Do you see ┬─╥┘ instead of ÂÄÒÙ? Why? That is because your system local "ANSI" code page is different than your DOS "OEM" code page.

So what is going on? Well it is very simple actually. When you copied and pasted those characters from your browser to notepad they were encoded in the Windows clipboard Unicode text format UTF-16 i.e. four 16-bit values 00c2 00c4 00d2 00d9. Internally, notepad kept it in Unicode, but when it saved the file, it saved it in your default system locale ("ANSI") code page Windows-1252 i.e. four 8-bit values (bytes) c2 c4 d2 d9. The byte values happen to be the same as the Unicode values, but this is only because many of the Windows-1252 codes happen to be the same as the Unicode code points, but it is not always true (n.b. the euro is 80 in Windows-1252, but 20ac in UCS-2 -- U+0080 is not the Euro!).

Now you've got a file called oem.txt containing these four bytes: c2 c4 d2 d9, and any program can interpret them however they like. The DOS type command puts the text into the screen memory. The DOS console screen displays the text according to the default system OEM code page which is OEM 437 (also known as "IBM437"):

  • C2 = U+252C : BOX DRAWINGS LIGHT DOWN AND HORIZONTAL
  • C4 = U+2500 : BOX DRAWINGS LIGHT HORIZONTAL
  • D2 = U+2565 : BOX DRAWINGS DOWN DOUBLE AND HORIZONTAL SINGLE
  • D9 = U+2518 : BOX DRAWINGS LIGHT UP AND LEFT

For comparison, here is Windows 1252 for the same character codes:

  • C2 = U+00C2 : LATIN CAPITAL LETTER A WITH CIRCUMFLEX
  • C4 = U+00C4 : LATIN CAPITAL LETTER A WITH DIAERESIS
  • D2 = U+00D2 : LATIN CAPITAL LETTER O WITH GRAVE
  • D9 = U+00D9 : LATIN CAPITAL LETTER U WITH GRAVE

Back in the DOS days we used the box drawing characters to draw borders around menus and message boxes, even to draw "graphical" things in text-based games. So for DOS software to keep working, that same character set needs to be in place. But in Windows, support for Western European languages was much more important because lines and boxes could be drawn with pixel graphics. Windows-1252 (and the Latin-1 it is based on) supports about 20 languages from Swedish to Afrikaans.
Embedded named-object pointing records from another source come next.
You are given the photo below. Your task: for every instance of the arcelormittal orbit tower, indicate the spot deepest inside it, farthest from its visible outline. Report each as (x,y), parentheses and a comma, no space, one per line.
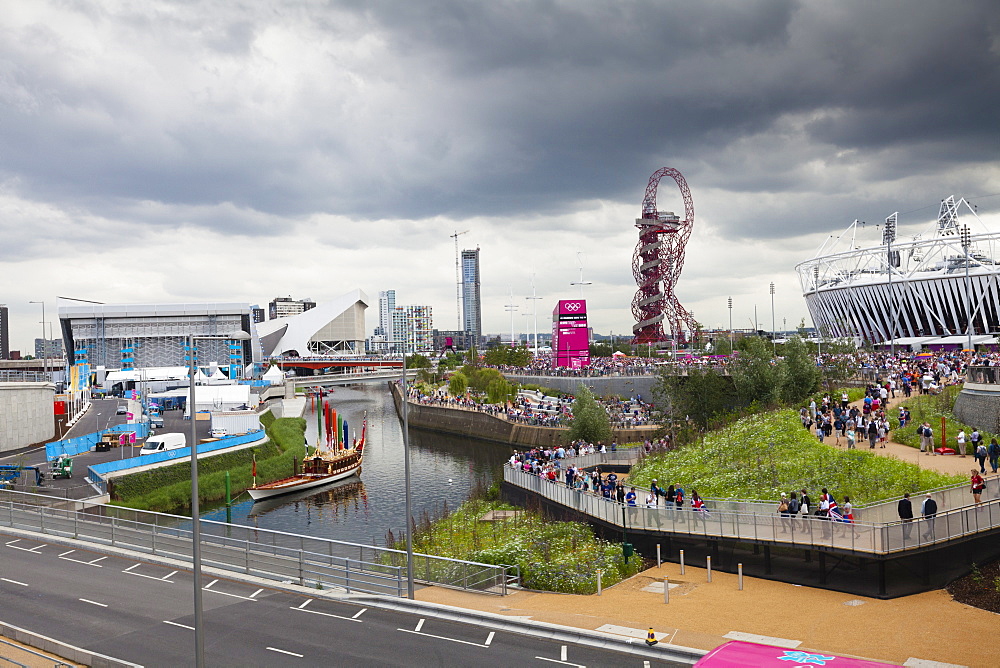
(657,264)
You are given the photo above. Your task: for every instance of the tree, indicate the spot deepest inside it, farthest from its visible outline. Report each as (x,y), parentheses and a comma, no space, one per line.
(499,391)
(700,396)
(458,384)
(757,376)
(802,377)
(590,421)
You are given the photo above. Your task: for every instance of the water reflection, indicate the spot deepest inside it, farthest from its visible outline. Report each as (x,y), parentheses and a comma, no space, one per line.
(444,469)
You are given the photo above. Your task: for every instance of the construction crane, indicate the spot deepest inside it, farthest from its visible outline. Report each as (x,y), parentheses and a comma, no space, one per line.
(458,280)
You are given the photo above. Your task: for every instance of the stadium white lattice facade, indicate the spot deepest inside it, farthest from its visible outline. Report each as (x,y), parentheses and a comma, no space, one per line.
(943,282)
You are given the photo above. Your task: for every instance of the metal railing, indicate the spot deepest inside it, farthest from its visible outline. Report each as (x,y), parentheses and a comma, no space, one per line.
(266,553)
(984,375)
(800,531)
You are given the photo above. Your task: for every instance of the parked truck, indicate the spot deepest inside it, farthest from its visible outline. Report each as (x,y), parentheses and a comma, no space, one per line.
(235,423)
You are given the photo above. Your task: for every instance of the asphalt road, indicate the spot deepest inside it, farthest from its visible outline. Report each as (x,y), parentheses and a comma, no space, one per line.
(101,415)
(142,612)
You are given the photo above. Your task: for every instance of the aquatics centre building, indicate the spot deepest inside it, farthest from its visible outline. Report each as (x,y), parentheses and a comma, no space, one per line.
(940,286)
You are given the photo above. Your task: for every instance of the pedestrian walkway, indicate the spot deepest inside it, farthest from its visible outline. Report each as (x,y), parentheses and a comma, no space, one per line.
(952,464)
(700,614)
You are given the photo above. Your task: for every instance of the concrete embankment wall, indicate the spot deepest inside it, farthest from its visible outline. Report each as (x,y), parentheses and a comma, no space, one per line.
(979,405)
(473,424)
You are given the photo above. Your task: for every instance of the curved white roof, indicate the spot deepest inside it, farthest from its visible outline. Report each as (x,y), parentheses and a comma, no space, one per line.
(337,320)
But the box drawing characters were so important in DOS that they tried to include most of them across all the OEM code pages. However, in the Multilingual code page 850 d2 was used for Ê instead of which was probably considered less essential because it joined single and double lines. Here is OEM 850 showing the same characters as OEM 437 except d2:

  • C2 = U+252C : BOX DRAWINGS LIGHT DOWN AND HORIZONTAL
  • C4 = U+2500 : BOX DRAWINGS LIGHT HORIZONTAL
  • D2 = U+00CA : LATIN CAPITAL LETTER E WITH CIRCUMFLEX
  • D9 = U+2518 : BOX DRAWINGS LIGHT UP AND LEFT

So if your OEM code page was 850 instead of 437, our oem.txt example would type out to the screen as ┬─Ê┘.

The command line program chcp will display the OEM code page. You can also specify a code page number and change the OEM code page, but read the remarks in the documentation about that. I found that I could only see changes between single byte code pages if the console was set to Full Screen. The Japanese double byte code page 932 (only available when you have installed support for East Asian languages) did not require Full Screen but chcp clears the console and changes the font when switching.